LONDON (Thomson Reuters Foundation) - Holding global warming to a 2-degree Celsius temperature rise – the cornerstone of an expected new global climate agreement in December – will fail to prevent many of climate change's worst impacts, a group of scientists and other experts warned Friday.
With a 2-degree temperature hike, small islands in the Pacific may become uninhabitable, weather-related disasters will become more frequent, workers in many parts of the world will face sweltering conditions and large numbers of people will be displaced, particularly in coastal cities, the experts warned.
The 2-degree goal is "inadequate, posing serious threats for fundamental human rights, labor and migration and displacement" the experts said in a series of reports commissioned by the Climate Vulnerable Forum, a group of 20 countries chaired by the Philippines.
Some group members, particularly Pacific island states, have previously asked for a lower temperature target of 1.5 degrees Celsius.
"The reports underscore just how much difference even half a degree of additional heat makes for people's lives, for working conditions and for the movement of people," Mary Ann Lucille Sering, who heads the Philippines Climate Change Commission, said in a statement.
"How can we possibly subscribe to more than double current warming given what less than 1 degree Celsius has entailed?"
The Philippines has suffered from a series of devastating typhoons in the past few years, and "arguments not to strengthen our aims (on curbing climate change) start to wear thin," she said.
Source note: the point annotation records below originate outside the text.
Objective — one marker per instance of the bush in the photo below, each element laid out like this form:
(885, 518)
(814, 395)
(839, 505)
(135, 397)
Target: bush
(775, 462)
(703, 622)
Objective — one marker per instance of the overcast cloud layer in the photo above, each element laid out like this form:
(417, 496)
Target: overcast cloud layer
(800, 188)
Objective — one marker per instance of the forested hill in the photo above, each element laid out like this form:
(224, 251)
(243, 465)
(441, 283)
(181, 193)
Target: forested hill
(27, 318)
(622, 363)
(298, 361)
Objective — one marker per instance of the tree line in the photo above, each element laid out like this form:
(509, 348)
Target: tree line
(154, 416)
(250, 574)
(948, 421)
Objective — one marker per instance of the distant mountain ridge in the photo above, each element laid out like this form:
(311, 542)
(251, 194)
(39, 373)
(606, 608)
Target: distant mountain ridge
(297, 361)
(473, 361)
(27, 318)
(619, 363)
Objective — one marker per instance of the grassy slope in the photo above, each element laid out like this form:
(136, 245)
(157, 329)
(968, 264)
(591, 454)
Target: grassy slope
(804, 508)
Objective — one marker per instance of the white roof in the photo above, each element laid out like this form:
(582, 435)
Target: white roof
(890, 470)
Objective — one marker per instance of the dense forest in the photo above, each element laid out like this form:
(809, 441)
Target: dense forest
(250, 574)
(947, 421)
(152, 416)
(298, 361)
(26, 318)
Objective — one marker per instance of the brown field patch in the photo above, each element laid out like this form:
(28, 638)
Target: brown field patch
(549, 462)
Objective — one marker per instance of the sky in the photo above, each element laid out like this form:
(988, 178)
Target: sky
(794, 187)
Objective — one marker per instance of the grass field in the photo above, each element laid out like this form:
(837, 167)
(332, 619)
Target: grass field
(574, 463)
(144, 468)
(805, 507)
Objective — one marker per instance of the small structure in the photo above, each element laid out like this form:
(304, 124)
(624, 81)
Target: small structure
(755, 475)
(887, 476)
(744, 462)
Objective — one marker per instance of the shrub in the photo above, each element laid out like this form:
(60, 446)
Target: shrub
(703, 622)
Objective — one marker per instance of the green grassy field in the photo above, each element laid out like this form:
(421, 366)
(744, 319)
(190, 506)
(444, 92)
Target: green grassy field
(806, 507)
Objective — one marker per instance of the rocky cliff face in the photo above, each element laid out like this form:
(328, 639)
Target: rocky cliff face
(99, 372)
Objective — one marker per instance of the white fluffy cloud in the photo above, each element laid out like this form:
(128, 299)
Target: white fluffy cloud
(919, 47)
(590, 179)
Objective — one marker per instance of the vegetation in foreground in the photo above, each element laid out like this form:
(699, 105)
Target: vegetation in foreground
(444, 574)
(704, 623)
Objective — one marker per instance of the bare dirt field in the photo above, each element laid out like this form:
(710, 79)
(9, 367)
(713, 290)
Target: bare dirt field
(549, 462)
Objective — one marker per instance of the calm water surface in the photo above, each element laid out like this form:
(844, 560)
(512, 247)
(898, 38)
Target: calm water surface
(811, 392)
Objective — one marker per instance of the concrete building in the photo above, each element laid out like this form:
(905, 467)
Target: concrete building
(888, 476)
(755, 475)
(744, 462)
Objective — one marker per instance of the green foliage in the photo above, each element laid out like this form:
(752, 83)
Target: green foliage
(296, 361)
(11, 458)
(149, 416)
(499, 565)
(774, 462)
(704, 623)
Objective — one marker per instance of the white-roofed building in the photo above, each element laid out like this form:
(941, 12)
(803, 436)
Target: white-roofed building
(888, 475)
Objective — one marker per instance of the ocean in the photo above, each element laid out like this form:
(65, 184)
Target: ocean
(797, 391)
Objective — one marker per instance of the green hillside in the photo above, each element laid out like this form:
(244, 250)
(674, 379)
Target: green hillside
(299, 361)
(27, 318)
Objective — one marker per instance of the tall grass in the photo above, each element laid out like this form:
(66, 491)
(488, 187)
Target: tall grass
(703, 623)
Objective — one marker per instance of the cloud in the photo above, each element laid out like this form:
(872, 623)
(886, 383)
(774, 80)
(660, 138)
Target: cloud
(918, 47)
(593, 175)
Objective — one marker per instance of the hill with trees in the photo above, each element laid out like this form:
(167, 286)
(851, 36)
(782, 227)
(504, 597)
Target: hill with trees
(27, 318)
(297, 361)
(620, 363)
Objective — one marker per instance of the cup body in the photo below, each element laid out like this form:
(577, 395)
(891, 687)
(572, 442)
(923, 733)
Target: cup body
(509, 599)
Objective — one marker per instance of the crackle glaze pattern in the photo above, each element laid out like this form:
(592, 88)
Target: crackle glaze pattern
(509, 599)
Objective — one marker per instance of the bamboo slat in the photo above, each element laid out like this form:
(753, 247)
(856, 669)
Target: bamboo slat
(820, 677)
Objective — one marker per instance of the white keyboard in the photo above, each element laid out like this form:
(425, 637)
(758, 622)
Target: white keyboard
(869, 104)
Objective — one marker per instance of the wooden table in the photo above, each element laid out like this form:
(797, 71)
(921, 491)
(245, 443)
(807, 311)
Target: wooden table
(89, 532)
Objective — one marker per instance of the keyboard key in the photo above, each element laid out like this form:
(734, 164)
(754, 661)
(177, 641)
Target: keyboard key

According to scientists, rising temperatures - which have so far jumped less than 1 degree Celsius since pre-industrial times - are already bringing an increase in the frequency and intensity of weather-related disasters around the world.
Those disasters, combined with sea level rise related to rising temperatures, threaten to put coastal cities at risk and lead to more displacement and migration "with devastating consequences," said Walter Kaelin of the international Nansen Initiative on disaster- and climate-induced displacement.
"The effects of climate change on human mobility are a global reality that keeps growing in complexity and proportion," Kaelin, who formerly represented the U.N. Secretary-General on the rights of the internally displaced, said in the report.
He suggested a review of the 2-degree climate goal is needed.
John Knox, the U.N. Special Rapporteur for Human Rights and the Environment who led the production of the report, also said a 2 degree Celsius or higher rise in global temperature presented too high a risk.
"Even moving from one to two degrees of warming negatively affects the full enjoyment of a wide range of human rights," he said, and will make it more complicated for countries to "respect, protect and promote human rights."
In December, negotiators from countries around the world will meet in Paris to agree a new global pact to curb additional climate change and deal with its impacts. Part of that agreement will include a decision on whether the current goal of holding global temperature rise to 2 degrees Celsius is adequate.
Measurements of existing climate-changing emissions, and emissions reductions pledges already in place by governments, suggest the world is currently on a path toward a 4-degree Celsius rise in temperature by 2100, scientists say.